Katherine Paton is much like any other 24-year-old.
She is a sister, a daughter, a qualified vet nurse and a dedicated gymnast who dreams of competing in the Olympics.
And if it weren’t for the dialysis machine in the corner you’d never know she was battling kidney failure.
Katherine has been on daily dialysis for the past three years. Every six hours is spent hooked up to dialysis to keep her alive.
But this isn’t stopping Katherine from chasing her dreams.
Katherine trains four hours a day, six days a week as a member of the New Zealand Seniors Rhythmic Gymnastics group.
And in a little less than a month they will be heading to Europe to take part in two World Cups in Belarus and Russia and a World Championships and training camp in Bulgaria.
The team have their sights set on the 2020 Olympics, for which these competitions will be a stepping stone to getting them there.
Katherine has been in love with gymnastics for as long as she can remember.
She started artistic gymnastics at five-years-old and by 13 she had taken up rhythmic gymnastics.
But in 2008 at 14, gymnastics was put on hold when she was diagnosed with a genetic mutation that was causing her kidney’s to fail.

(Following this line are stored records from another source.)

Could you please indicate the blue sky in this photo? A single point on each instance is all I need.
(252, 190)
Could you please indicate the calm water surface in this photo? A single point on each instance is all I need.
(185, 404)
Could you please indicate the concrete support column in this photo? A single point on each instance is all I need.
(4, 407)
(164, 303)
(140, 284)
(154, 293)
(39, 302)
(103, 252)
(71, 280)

Katherine was headed towards end-stage renal failure.
“I suddenly got sick. Flu-like symptoms, with a bit of blurred vision and vomiting, but I was never expecting something like that,” she says.
“They tested my mum immediately and she was a match, so she gave me my first kidney and I will always be grateful to her for that.”

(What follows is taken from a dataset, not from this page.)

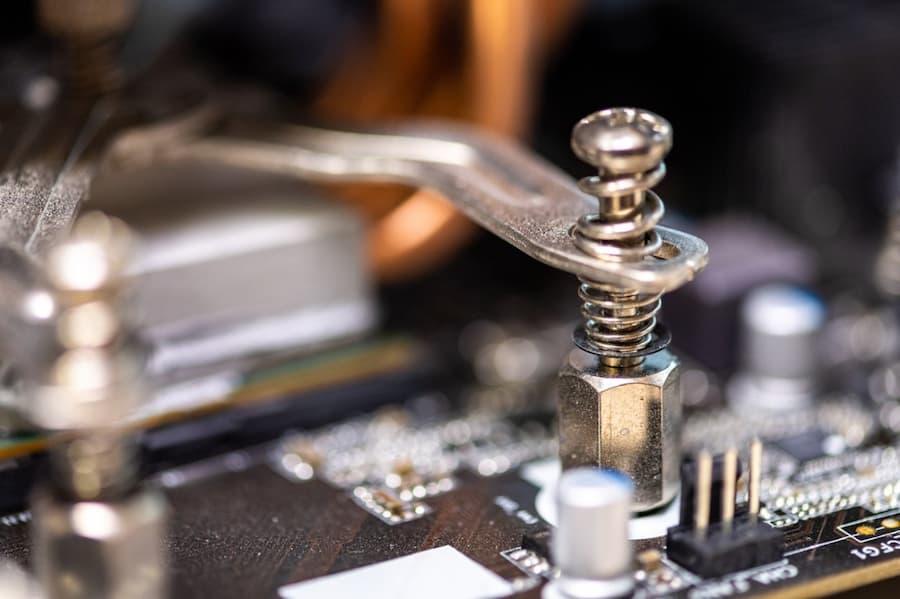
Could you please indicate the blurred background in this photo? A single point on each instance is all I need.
(785, 115)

In 2015 after seven years, the kidney that had been donated to Katherine by her mother failed and was removed.
She’s been back on dialysis ever since.
“I have to be careful with everything. I can only eat certain foods, and I’m probably only having about 300-500ml of liquids a day, which includes anything considered a liquid – sauces, yoghurt.”
Since her diagnosis Katherine has had to give up her job as a vet nurse and also say goodbye to her father who passed away after a brave battle with cancer.

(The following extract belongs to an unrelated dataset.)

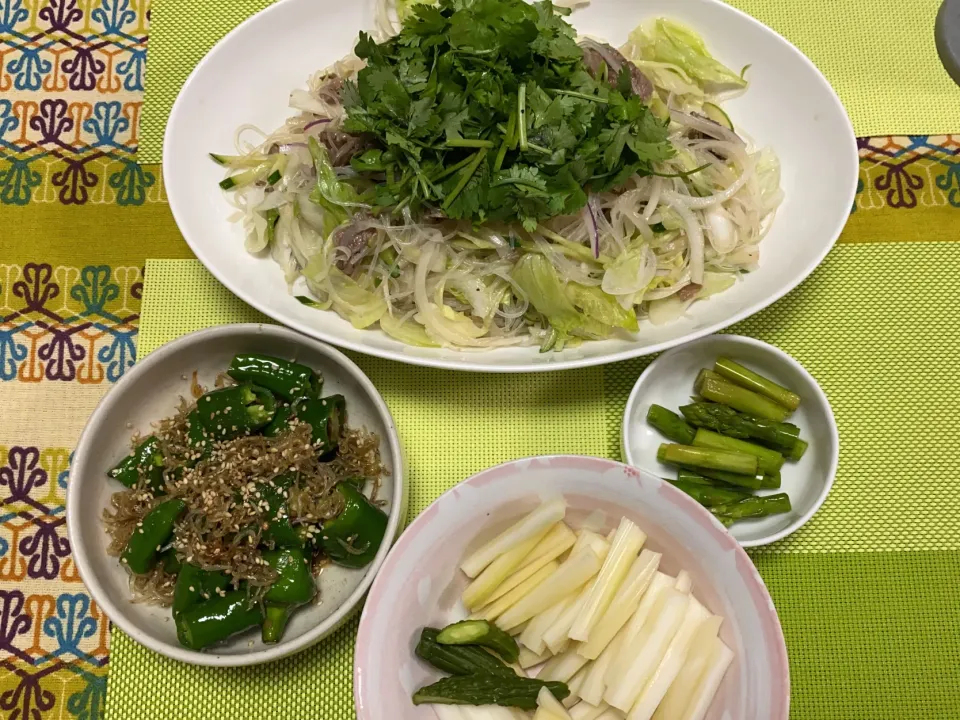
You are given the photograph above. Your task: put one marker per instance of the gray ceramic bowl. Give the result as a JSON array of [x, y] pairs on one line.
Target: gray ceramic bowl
[[150, 391]]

“I’ve always come back fighting because if you want something really bad, you do anything to achieve it,” she says.
She doesn’t know how long dialysis will work for her.
“I’ve been told that the life expectancy [for someone on dialysis] is five years, but then I was talking to someone on Facebook who had been on [dialysis] for 18 years so I really don’t know that the future holds,” she says.
But for now she is focused on keeping herself healthy by maintaining her dialysis, eating the correct food and controlling her fluid intake.
She is also training for her European trip and trying to raise enough money to get her dialysis equipment overseas.
With the trip less than a month away, she has raised only 10 per cent of the $20,000 needed to cover the cost of the journey, including getting her dialysis boxes delivered to the countries she will be visiting.
Katherine leaves for Europe on August 12.